Ice cream looms as one of Dallas' biggest food trends for 2016, and we're about to get a new twist from the West Coast: the milky bun. Bringing this fine delicacy to town is Milk & Cream, a cool shop opening in June on Greenville Avenue, in the recently remodeled strip that's also home to the storied Ships Lounge.
Milk & Cream comes from Man Ho, an entrepreneurial sort who grew up in Houston but saw the greatness of the milky bun when he lived in California's Orange County, the birthplace of this exotic ice cream treat. It's a cross between a filled doughnut and an ice cream sandwich, with a pastry standing in for the standard cookie.
"It's almost like a doughnut, but it's more dense and larger than a standard-size doughnut," Ho says. "We call it the sweet bun, but if you want to call it a doughnut, that's fine."
The technique to make this dessert has a few steps.
"You slice the bun in half, put in a scoop of ice cream and your choice of toppings, and the bun goes into a machine where it gets warmed," he says. "That's why the bun has to be more dense, so it will warm up without melting the ice cream.
"The appeal of the milk bun is the combination of cold and warm at the same time," he says. "You get the warm bun on the outside and the cool ice cream in the center. As the ice cream melts, it gets soaked up in the bun. But we serve it in a paper sleeve, so it doesn't spill."

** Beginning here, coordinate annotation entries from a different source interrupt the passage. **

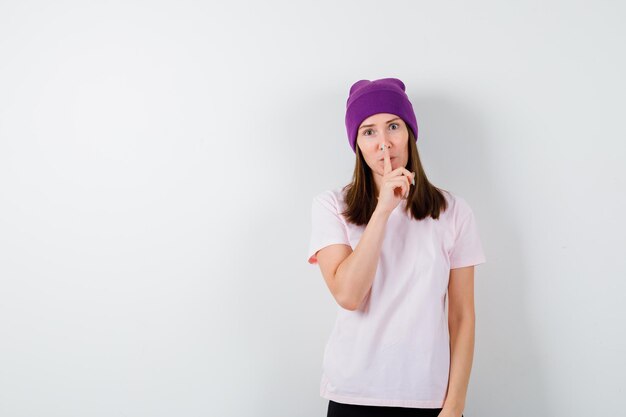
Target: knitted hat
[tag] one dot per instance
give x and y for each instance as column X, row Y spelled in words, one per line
column 367, row 98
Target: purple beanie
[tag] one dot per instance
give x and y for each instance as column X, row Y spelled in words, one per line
column 367, row 98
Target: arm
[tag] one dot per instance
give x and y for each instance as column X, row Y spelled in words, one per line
column 461, row 322
column 349, row 274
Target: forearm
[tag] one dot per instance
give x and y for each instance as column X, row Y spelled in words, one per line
column 355, row 274
column 461, row 357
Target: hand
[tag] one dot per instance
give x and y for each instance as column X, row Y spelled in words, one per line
column 395, row 185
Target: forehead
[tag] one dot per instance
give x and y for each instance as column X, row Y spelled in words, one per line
column 379, row 118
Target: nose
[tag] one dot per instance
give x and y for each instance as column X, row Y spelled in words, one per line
column 384, row 143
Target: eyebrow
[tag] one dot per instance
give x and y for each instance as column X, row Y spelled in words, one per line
column 364, row 126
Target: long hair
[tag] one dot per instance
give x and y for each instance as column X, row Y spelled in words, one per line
column 360, row 194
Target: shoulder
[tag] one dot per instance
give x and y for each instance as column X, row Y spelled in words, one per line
column 458, row 207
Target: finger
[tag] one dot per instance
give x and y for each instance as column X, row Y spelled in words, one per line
column 387, row 167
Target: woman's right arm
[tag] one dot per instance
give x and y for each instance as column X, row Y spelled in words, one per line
column 349, row 274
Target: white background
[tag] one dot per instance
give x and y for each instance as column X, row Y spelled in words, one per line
column 158, row 162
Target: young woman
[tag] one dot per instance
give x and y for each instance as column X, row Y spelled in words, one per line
column 392, row 248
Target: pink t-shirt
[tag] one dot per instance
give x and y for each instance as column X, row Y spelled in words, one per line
column 394, row 349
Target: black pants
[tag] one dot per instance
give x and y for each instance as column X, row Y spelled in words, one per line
column 352, row 410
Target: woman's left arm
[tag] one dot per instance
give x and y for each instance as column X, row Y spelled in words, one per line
column 461, row 321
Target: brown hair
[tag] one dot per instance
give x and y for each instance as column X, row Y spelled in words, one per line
column 360, row 195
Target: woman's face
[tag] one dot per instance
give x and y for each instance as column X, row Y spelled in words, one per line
column 387, row 129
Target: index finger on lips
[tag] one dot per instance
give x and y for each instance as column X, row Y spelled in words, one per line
column 387, row 168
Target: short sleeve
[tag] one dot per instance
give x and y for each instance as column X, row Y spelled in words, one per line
column 467, row 249
column 327, row 225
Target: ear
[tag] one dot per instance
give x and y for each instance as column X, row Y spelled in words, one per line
column 358, row 85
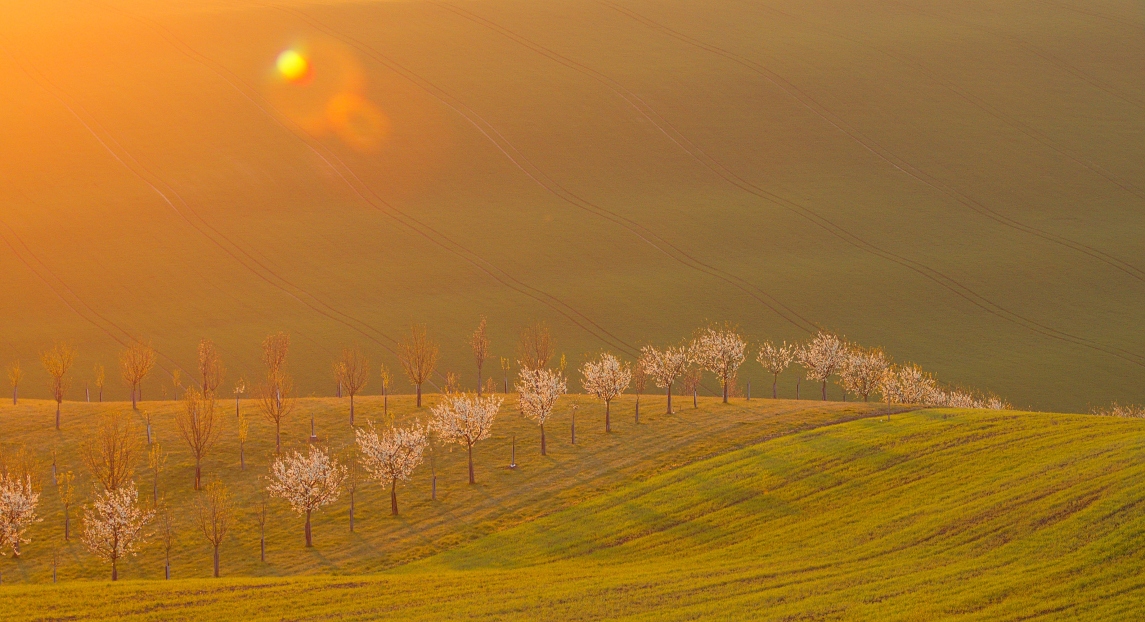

His menu will be a fluid thing, incorporating standard ice cream flavors such as Madagascar vanilla, as well as exotic and fun flavors like lavender and cookies and cream, which he'll do with a twist, by coloring it blue and calling it cookie monster.
The store will feature a few stools for onsite consumption, as well as "selfie wall" where people can take photos.
Ho is a former tech guy who moved to Dallas for love, and his concept joins a big Dallas trend toward ice cream, with everything from doughnut ice cream sandwiches served at Hypnotic Emporium in East Dallas, to gourmet soft-serve from Austin's Cow Tipping Creamery, which opened a branch inside Good 2 Go Taco this spring.
"I wanted to be with my girlfriend, but I know that Dallas likes new trends, and this is a new trend," he says. "Usually, you see something in California, and then it comes to Dallas a few years later. Frozen yogurt took five years to get from California to Dallas, and this is still new on the West Coast, so I thought people here might like to get into it early."